Governos de SP e MG renunciam a mais benefícios fiscais do que perdem com tarifaço de Trump
Estados concedem incentivos bilionários que superam prejuízos esperados com aumento de tarifas dos EUA

Luciano Meira
Os governos de São Paulo e Minas Gerais têm ampliado suas políticas de renúncia fiscal, destinando mais recursos em benefícios para empresas do que o valor efetivamente estimado de perdas com o chamado “tarifaço” imposto pelos Estados Unidos. Embora a justificativa seja preservar a competitividade e amortecer impactos de crises externas, os valores renunciados anualmente pelos dois estados ultrapassam — por larga margem — os efeitos negativos diretos que as tarifas americanas devem causar à economia local.
Desde o anúncio do aumento de tarifas de importação pelo presidente dos EUA, Donald Trump, setores produtivos brasileiros, especialmente exportadores, vêm alertando para perdas significativas. O novo pacote eleva tarifas para produtos estratégicos, como aço, café e bens industrializados, afetando diretamente Minas Gerais e São Paulo — líderes nacionais em produção e exportação desses produtos. A estimativa oficial indica que São Paulo pode ter um prejuízo anual de R$4,46 bilhões, enquanto Minas Gerais perderia R$1,66 bilhão com a medida, totalizando cerca de R$6,1 bilhões por ano nos dois maiores estados exportadores do país.No entanto, o valor das renúncias fiscais supera de longe essas perdas. Apenas em 2025, o governo paulista prevê abrir mão de R$71,5 bilhões em benefícios e isenções fiscais, quantia que deve chegar a R$85,6 bilhões em 2026. Em Minas Gerais, a renúncia fiscal será de R$21,8 bilhões em 2025, podendo ultrapassar R$25 bilhões nos anos seguintes. Ou seja, enquanto o suposto prejuízo causado pelas tarifas americanas totaliza pouco mais de R$6 bilhões anuais, os governos estaduais estão dispostos a abdicar, juntos, de quase R$100 bilhões por ano em incentivos.
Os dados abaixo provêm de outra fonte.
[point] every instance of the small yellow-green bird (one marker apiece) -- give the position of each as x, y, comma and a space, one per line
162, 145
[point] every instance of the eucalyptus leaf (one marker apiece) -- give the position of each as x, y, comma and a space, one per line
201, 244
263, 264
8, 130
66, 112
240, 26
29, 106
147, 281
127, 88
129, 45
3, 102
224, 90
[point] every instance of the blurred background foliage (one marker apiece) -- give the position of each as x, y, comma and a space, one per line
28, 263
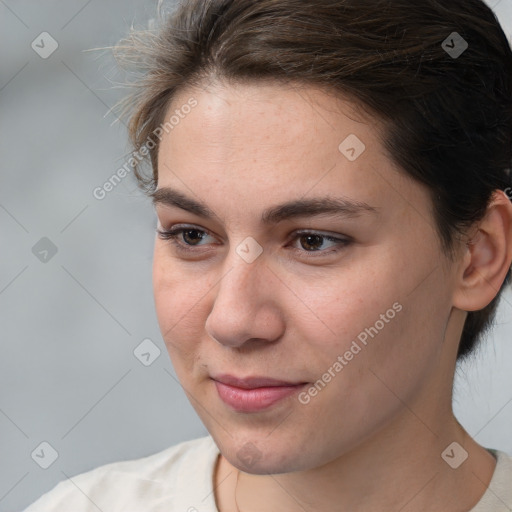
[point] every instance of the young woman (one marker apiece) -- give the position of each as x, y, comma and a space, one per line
333, 191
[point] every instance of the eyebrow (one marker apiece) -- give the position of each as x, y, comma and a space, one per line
326, 206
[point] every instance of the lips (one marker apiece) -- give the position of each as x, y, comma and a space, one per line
253, 394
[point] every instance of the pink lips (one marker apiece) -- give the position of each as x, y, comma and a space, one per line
255, 393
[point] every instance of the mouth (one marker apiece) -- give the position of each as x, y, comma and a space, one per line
254, 394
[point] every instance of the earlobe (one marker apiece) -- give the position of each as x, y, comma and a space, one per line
487, 257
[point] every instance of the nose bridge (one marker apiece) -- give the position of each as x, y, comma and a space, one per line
242, 300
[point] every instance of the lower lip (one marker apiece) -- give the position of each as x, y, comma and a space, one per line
253, 400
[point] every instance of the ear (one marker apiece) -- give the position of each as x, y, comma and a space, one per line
487, 257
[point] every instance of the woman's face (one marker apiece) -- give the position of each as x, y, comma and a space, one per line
357, 311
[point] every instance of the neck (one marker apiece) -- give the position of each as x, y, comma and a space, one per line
392, 472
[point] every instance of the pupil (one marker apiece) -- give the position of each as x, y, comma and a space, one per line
185, 233
309, 237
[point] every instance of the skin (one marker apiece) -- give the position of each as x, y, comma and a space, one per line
372, 439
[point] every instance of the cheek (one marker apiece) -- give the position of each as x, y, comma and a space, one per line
179, 296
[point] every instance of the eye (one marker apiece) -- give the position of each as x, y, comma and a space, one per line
315, 240
185, 238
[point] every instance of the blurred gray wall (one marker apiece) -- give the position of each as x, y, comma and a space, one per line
75, 271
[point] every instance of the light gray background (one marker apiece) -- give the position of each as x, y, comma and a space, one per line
69, 326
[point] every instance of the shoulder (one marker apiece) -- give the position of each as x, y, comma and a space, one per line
155, 482
498, 496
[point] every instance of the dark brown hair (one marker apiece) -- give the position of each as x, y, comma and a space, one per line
447, 117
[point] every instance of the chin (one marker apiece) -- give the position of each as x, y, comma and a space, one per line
264, 454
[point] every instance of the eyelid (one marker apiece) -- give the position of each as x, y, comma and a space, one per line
171, 235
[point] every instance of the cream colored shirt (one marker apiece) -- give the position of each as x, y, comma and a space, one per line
180, 479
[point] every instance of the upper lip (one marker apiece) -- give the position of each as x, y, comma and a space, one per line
253, 382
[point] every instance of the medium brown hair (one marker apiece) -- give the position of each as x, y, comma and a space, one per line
447, 117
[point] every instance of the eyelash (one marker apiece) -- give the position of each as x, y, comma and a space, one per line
171, 235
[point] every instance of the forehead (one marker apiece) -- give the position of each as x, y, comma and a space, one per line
252, 128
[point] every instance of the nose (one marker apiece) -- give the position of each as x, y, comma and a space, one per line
246, 306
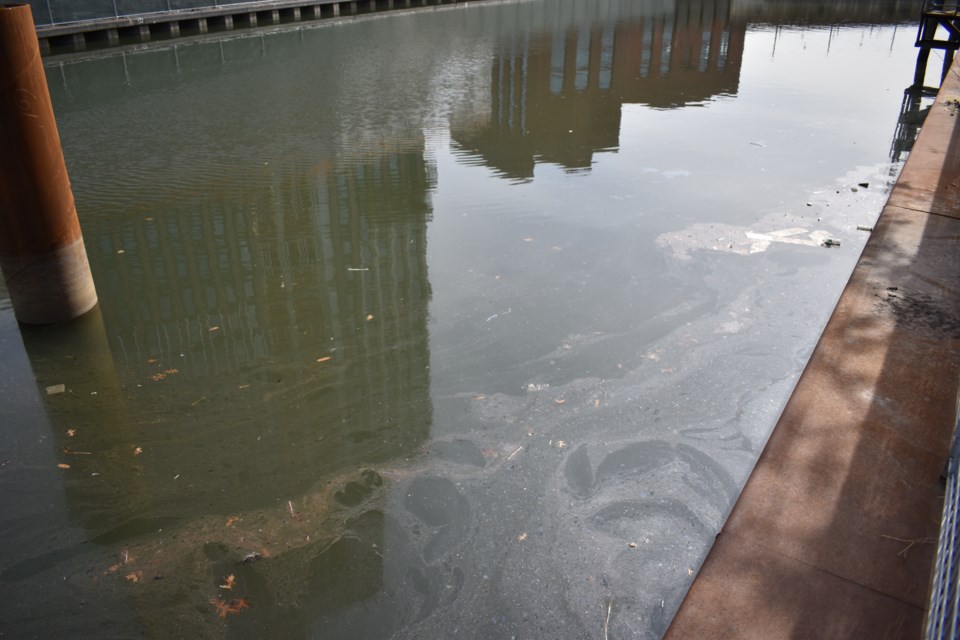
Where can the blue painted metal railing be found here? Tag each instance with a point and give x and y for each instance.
(943, 616)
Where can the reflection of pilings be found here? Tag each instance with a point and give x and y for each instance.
(305, 292)
(575, 79)
(91, 428)
(42, 253)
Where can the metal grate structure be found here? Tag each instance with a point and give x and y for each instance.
(65, 11)
(943, 616)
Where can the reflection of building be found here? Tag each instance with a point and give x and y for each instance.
(556, 97)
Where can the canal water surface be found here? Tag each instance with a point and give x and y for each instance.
(465, 322)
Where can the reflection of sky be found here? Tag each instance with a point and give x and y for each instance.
(528, 279)
(823, 106)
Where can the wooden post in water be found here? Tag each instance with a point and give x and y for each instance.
(42, 255)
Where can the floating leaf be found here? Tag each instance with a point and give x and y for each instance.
(234, 606)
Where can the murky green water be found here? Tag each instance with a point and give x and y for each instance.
(455, 323)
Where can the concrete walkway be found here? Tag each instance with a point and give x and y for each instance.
(834, 535)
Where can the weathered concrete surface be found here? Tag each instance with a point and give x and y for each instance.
(834, 534)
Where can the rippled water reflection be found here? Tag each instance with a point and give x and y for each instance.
(466, 322)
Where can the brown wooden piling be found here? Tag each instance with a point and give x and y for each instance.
(42, 255)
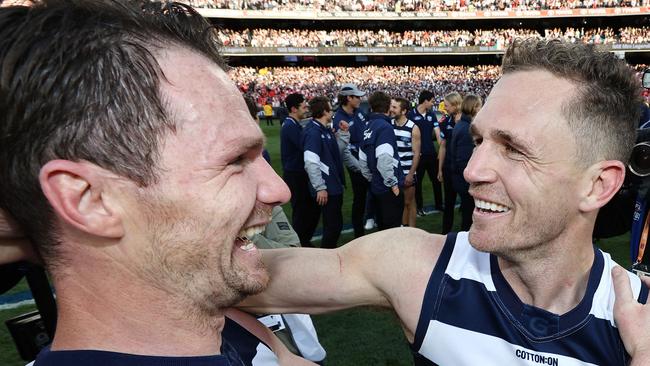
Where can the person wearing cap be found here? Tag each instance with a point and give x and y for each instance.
(379, 162)
(324, 168)
(291, 154)
(349, 99)
(427, 122)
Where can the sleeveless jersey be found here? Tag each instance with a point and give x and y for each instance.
(471, 316)
(404, 140)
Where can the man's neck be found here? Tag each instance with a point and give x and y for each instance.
(554, 278)
(133, 318)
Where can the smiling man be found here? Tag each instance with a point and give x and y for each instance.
(119, 162)
(525, 285)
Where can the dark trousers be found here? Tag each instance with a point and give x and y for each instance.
(466, 201)
(332, 221)
(389, 209)
(305, 211)
(428, 163)
(359, 190)
(450, 202)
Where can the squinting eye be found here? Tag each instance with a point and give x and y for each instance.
(239, 160)
(511, 149)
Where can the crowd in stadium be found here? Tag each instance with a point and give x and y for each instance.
(413, 5)
(273, 84)
(499, 38)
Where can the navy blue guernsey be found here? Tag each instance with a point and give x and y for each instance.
(379, 138)
(320, 147)
(290, 147)
(357, 122)
(447, 124)
(105, 358)
(471, 316)
(426, 123)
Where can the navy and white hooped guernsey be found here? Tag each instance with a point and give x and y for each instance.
(471, 316)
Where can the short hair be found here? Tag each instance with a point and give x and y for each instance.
(379, 102)
(470, 105)
(319, 105)
(453, 98)
(425, 95)
(252, 106)
(605, 111)
(80, 81)
(293, 101)
(403, 103)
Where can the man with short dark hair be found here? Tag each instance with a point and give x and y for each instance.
(130, 161)
(379, 161)
(426, 120)
(407, 136)
(525, 284)
(293, 170)
(349, 99)
(324, 169)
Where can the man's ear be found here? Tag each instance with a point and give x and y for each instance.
(77, 193)
(604, 179)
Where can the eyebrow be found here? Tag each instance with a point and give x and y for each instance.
(507, 137)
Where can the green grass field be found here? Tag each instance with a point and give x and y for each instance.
(364, 336)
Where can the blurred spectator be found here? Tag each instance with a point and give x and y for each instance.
(496, 38)
(404, 81)
(411, 5)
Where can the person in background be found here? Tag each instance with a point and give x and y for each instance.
(303, 208)
(426, 120)
(324, 168)
(379, 162)
(407, 136)
(453, 113)
(349, 99)
(460, 151)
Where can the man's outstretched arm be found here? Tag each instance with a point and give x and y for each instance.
(390, 268)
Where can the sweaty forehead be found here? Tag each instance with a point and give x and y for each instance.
(203, 100)
(527, 102)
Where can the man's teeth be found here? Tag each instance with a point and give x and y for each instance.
(248, 246)
(489, 206)
(250, 232)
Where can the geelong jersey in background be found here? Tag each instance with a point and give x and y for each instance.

A distância entre o que se perde com o tarifaço e o que se renuncia em incentivos fiscais levanta questionamentos sobre a racionalidade e a eficiência dessas políticas. Governadores argumentam que as isenções são essenciais para manter empresas e empregos em território estadual, sobretudo diante do risco de fuga de empresas para estados concorrentes ou países com ambiente tributário mais favorável. A concorrência federativa e a necessidade de atrair e preservar investimentos têm sido usadas como justificativa central para manter e expandir pacotes bilionários de incentivos.
Especialistas, porém, alertam que o volume de receitas renunciadas compromete investimentos em áreas estruturantes como saúde, educação e infraestrutura — setores que também fortaleceriam a competitividade a médio e longo prazos. Para órgãos de controle e pesquisadores, há claros sinais de desequilíbrio entre o valor dos benefícios concedidos e o real impacto das crises externas, sinalizando a necessidade de uma revisão das políticas fiscais estaduais.
O aumento expressivo da renúncia fiscal em Minas e São Paulo, portanto, evidencia uma contradição: para compensar um prejuízo real que não chega a 10% do total das isenções anuais, os estados abrem mão de recursos vitais para o próprio desenvolvimento. Em contexto de desafios orçamentários e dívida elevada, a crítica à amplitude dos incentivos apenas se amplia. O debate sobre o custo-benefício das renúncias tende a crescer, especialmente com o agravamento de pressões fiscais e a necessidade de respostas eficazes a crises internacionais.